Visiting UCSB Professor From India Shares $1 Million Dan David Prize for Research
C.N.R. Rao, distinguished visiting professor in the Materials Research Lab at the University of California, Santa Barbara, has received the Dan David Prize, an international award endowed by the Dan David Foundation headquartered at Tel Aviv University in Israel. The $1 million Dan David Prize, which Rao shares with Harvard University chemist George Whitesides and chemical engineer Robert Langer of MIT, is considered by many to be the Nobel Prize of Israel.

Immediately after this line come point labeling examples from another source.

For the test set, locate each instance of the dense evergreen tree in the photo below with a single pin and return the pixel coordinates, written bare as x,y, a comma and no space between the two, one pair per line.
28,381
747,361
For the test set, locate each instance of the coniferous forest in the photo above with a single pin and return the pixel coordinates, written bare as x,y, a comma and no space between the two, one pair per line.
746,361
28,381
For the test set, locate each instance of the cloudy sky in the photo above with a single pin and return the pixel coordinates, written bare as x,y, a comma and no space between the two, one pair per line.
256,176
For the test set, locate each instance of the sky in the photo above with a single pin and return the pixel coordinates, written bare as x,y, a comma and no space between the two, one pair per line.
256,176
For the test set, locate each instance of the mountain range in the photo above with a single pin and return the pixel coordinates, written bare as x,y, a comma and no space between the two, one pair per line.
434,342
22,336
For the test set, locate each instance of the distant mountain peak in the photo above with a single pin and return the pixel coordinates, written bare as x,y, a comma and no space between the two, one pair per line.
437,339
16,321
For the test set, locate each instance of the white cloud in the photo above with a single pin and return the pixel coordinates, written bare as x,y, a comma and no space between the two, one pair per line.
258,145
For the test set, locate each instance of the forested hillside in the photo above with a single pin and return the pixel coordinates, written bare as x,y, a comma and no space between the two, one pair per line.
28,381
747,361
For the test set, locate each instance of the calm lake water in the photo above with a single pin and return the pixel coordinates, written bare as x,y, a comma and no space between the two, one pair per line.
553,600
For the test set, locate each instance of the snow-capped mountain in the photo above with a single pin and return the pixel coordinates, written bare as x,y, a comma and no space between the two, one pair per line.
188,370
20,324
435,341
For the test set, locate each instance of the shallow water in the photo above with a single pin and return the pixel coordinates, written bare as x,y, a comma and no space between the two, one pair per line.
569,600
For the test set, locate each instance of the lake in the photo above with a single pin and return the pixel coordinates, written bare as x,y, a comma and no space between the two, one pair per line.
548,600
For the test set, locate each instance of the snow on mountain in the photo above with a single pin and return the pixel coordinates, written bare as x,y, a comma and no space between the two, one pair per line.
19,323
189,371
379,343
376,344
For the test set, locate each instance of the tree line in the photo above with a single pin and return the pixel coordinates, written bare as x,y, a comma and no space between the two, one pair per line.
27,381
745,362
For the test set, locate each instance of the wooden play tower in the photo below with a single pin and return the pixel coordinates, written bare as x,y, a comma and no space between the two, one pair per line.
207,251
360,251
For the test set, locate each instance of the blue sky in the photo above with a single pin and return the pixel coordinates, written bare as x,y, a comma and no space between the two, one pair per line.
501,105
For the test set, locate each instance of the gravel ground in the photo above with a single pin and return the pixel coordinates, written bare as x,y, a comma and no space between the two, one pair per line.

The Dan David Prize recognizes and encourages innovative and interdisciplinary research that cuts across traditional boundaries and paradigms. It aims to foster universal values of excellence, creativity, justice, democracy and progress and to promote the scientific, technological and humanistic achievements that advance and improve the world.
Rao also recently received the Indian Science Award, the nation's most important science prize, in his native India, where he is chair of the Scientific Advisory Council to the Prime Minister.
Rao has spent one month per year at UCSB's Materials Research Lab (MRL) for the last 10 years. He shared the Somiya Award of the International Union of Materials Research Societies with Tony Cheetham, former director of the MRL. He is also the chairman of the Advisory Board of UCSB's new International Center for Materials Research (ICMR).
According to Craig Hawker, the new director of UCSB's Materials Research Lab, Rao is a world renowned authority in the field of materials chemistry. His contributions to the field of solid state chemistry and materials science are remarkable for their diversity and their originality.
Rao is the Linus Pauling Research Professor and Honorary President of the Jawarharlal Nehru Centre for Advanced Scientific Research, Bangalore, India. He is a Fellow of the Royal Society of London, as well as the Indian Academy of Sciences, and the Indian National Science Academy. He is a Foreign Associate of the National Academy of Sciences and a Founding Fellow of the Third World Academy of Sciences. The prolific scientist has published over 1400 research papers and edited or written 35 books in a career spanning over 40 years.